Create a bedtime routine that involves diffusing essential oils 30 minutes before bed. Certain scents encourage drowsiness and can signal your brain that it’s time to start shutting off. Try a few drops of lavender, frankincense, cedarwood and bergamot.
Keep it consistent.
What time you get out of bed is an important factor for a good sleep routine. If you sleep in, past your usual time, it messes with our circadian rhythms. You’ll inevitably be less tired at night and have trouble falling asleep. No matter what time you go to bed, try to get up within an hour of your usual wake time.
Fun fact: Did you know that 7:30am is the latest wakeup time you need in order to maximize your physical activity during the day? According to the National Sleep Foundation, every hour you sleep in after that, research shows a significant drop in daily movement.
Science shows that exercise helps to increase the total amount of sleep we get, especially in that slow-wave restorative REM phase. During exercise, our core body temperature rises, which helps to decrease body temps at night. REM is associated with decreased core body temps, so you can see how exercise can help gear you up for a good night of sleep.
In fact, the International Journal of Behavioral Nutrition and Physical Activity did a new analysis of studies on sleep and exercise. They found that those who strength train actually fall asleep faster and wake up less frequently throughout the night. Too stressed to fall asleep? Stretching before bed also helps when stress is preventing you from falling asleep.
You move, you snooze.
Choose the foods that help you snooze.
What you eat and how you sleep are directly linked. Yup, research shows that your gut health impacts your sleep quality. Probiotics in foods like yogurt and fermented veggie, can improve sleep quality. Also, prebiotics (which our gut bugs need to thrive) in foods like onions and artichokes, also protects us from stress.

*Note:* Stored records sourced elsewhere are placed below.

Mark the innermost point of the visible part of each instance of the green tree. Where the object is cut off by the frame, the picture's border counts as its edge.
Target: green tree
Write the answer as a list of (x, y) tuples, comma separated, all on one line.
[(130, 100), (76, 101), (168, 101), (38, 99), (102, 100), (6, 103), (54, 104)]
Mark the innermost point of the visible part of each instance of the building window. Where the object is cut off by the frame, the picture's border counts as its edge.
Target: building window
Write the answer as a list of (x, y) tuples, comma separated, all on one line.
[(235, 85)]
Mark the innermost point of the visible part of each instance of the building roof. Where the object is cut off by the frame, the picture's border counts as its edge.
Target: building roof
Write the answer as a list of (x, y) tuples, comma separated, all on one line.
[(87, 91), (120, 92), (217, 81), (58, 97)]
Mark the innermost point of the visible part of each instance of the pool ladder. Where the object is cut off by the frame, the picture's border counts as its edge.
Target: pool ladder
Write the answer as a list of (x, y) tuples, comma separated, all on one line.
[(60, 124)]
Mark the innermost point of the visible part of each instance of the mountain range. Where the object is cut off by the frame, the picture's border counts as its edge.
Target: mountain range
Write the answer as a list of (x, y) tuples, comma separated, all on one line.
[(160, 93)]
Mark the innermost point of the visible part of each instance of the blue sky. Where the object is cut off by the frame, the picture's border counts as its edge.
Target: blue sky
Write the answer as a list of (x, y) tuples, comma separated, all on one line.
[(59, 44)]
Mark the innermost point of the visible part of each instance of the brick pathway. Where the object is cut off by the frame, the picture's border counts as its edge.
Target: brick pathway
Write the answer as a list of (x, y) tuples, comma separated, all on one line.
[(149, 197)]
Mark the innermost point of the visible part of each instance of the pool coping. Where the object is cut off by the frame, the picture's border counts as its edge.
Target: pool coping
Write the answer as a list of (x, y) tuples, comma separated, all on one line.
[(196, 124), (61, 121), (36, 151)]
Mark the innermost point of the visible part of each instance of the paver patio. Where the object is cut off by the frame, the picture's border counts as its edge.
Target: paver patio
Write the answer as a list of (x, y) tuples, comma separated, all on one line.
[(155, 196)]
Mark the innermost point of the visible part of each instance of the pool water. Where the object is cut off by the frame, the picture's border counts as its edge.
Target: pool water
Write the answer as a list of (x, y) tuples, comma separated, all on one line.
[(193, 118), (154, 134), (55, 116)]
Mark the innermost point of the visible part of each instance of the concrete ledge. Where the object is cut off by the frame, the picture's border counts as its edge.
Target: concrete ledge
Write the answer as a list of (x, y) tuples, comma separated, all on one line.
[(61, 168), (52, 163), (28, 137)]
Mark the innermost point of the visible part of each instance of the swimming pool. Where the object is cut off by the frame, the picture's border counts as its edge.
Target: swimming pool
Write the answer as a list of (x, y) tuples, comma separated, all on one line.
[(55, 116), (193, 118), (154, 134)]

The less you stress, the sounder you’ll sleep.
And, it goes both ways. The sounder you sleep, the better and more diverse your gut microbiome is.
Your sleep quality can also impact your food choices the next day. Interestingly, a study published in the European Journal of Clinical Nutrition found that participants who slept fewer than five and a half hours per night ate 385 more calories the next day. That’s another meal for many people – equivalent to guzzling two and a half cans of soda, a few Twinkies or a couple slices of pizza.
Another interesting note in the study: the sleep-deprived individuals chose different kinds of foods the next day compared to the well-rested subjects. The sleep deprived folks skimped on clean foods like protein and instead ate empty calorie foods like soda, candy, and pizza!
Why does this happen? Fatigue often leads people to seek out foods that offer quick bursts of energy or increased alertness: sugar and junk.
Get the right amount of sleep, your body will thank you for it.
Create Your Own Bedtime Routine
Take time for yourself and create your own bedtime routine. Consider that the time preparing for sleep is just as important as the time spent warming up for your workout. It puts you in the right mental and physical state to do the best job possible at what’s happening next: sleep.
Do you have a child or family member who struggles with sleep? Talk to your them about their ideas, and make a change together. The more involved they are in the process, the more likely they’ll stick to it and establish some healthy sleep habits.